Он подтянул обломанные отростки к ногам и взял один. Как оказалось, внутри эти штуки были полые и наполненные сладковатой водой, очень вкусной, — а внутренность их покрывала зеленоватая желеобразная масса. Ей-то Льяти и натер свои ожоги. Похоже, что боль отпустила его почти сразу, и он облегченно вздохнул.

— Он и раны лечит, да? — спросила Ирка.

— Да. Его и есть можно, если чем-то отравился. Так-то не стоит, — пронесет со страшной силой, и вообще….

— Надо ещё листьев набрать, — предложил хозяйственный Борька. — Удобней, чем фляги, да и вода в них вкусная.

— Нельзя, — ответил Льяти. — С этого пайвулла нельзя.

— Это почему же?

— Если много сразу отломать, пайвулл засохнет, — а зачем это надо? В лесу порядок должен быть, тут ничего просто так портить и ломать нельзя.

Аглая довольно закивала: во время походов она сама не раз и не два говорила то же самое.

— А иначе удачи не будет, — закончил Льяти, и Аглая нахмурилась. С её точки зрения это было диким суеверием, — но говорить это вслух она всё-таки не стала. А Димка про себя подумал, что Льяти тут прав: лес, он тоже живой, и тех, кто берет без нужды, наказывает. Отец Борьки много чего рассказывал на этот счет — и вот как раз ему Димка верил…

Шумно обсуждая происшествие, ребята пошли дальше. Льяти несколько притих — к определенному удовольствию Димки, — но грустить долго аборигену не дали. Сергей догнал его и пристроился рядом. Льяти подозрительно покосился на него.

— Чего тебе?

— Веселый, я вижу, тут у вас мир, — ответил Сергей. — Так что давай, выкладывай, от чего тут ещё можно отдать концы.

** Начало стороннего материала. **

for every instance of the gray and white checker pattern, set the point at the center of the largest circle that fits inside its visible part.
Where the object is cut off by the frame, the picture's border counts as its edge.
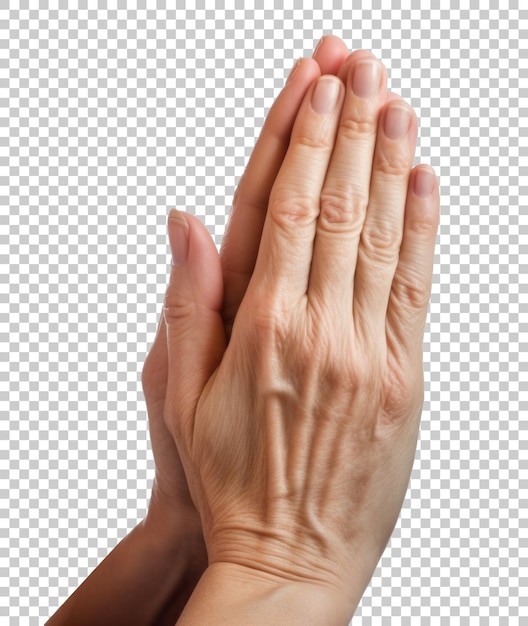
(112, 116)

— Ну, растений опасных тут не так много, — начал отвечать Льяти. — Бутылочное дерево тоже гадостью всякой плюется, — но не нарочно, а когда сок в стволе забродит. А вот сомтилор — это плохо.

— Что? — переспросил Сергей. Пусть Льяти и говорил по-русски, — но многих слов для обозначения здешних реалий, в русском не было…

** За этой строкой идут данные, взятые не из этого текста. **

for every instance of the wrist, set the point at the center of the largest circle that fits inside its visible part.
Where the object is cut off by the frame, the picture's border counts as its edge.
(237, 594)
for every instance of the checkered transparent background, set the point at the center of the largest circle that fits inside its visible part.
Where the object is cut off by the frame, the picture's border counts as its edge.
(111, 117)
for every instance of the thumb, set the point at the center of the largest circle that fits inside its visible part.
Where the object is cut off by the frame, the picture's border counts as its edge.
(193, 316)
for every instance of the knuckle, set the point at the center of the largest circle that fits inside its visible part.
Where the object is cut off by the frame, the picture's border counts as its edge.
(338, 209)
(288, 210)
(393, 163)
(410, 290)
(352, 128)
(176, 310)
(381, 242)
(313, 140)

— Сомтилор, — пояснил Льяти. — Это растение такое, в мой рост примерно. От него болеют.

— Как это?

— Ну, волосы облазят, иногда кожа даже. И потом лечатся долго.

— А зачем его тогда едят? — встрял неугомонный Борька.

— Ты что, дурак? — ответил Льяти. — Сомтилор никто не ест, никто его не трогает даже. Просто если к нему подойти, — то обязательно заболеешь. А много кто подходит, кто не знает, — он же светится ярко. А если из лука в него стрельнуть, то взрывается. Тогда всем, кто рядом, вообще хана.

— Офигеть, — сказал незаметно подошедший Сашка. — Радиоактивное растение…

— Какое? — переспросил Льяти.

— Это в природе сила такая есть — радиация, — пояснил Сашка. — Очень вредная. Но я читал, что есть бактерии, которые в урановых рудах живут и ей питаются. А тут вон и растения приспособились. Наверное, эта штука на урановых рудах и растет.

— Сомтилор растет там, где много черного камня, да, — подтвердил Льяти. — Вот если из этого камня наконечник для стрелы сделать и в сомтилор выстрелить — он и взрывается.

— Живая атомная бомба, — выдохнул Борька. — Офигеть.

— Ну, бомба, не бомба, а реактор — точно, — сказал Сашка. — Только нам от него, в самом деле, надо держаться подальше, — у нас-то свинцовых скафандров нет. Это пусть уже ученые наши разбираются.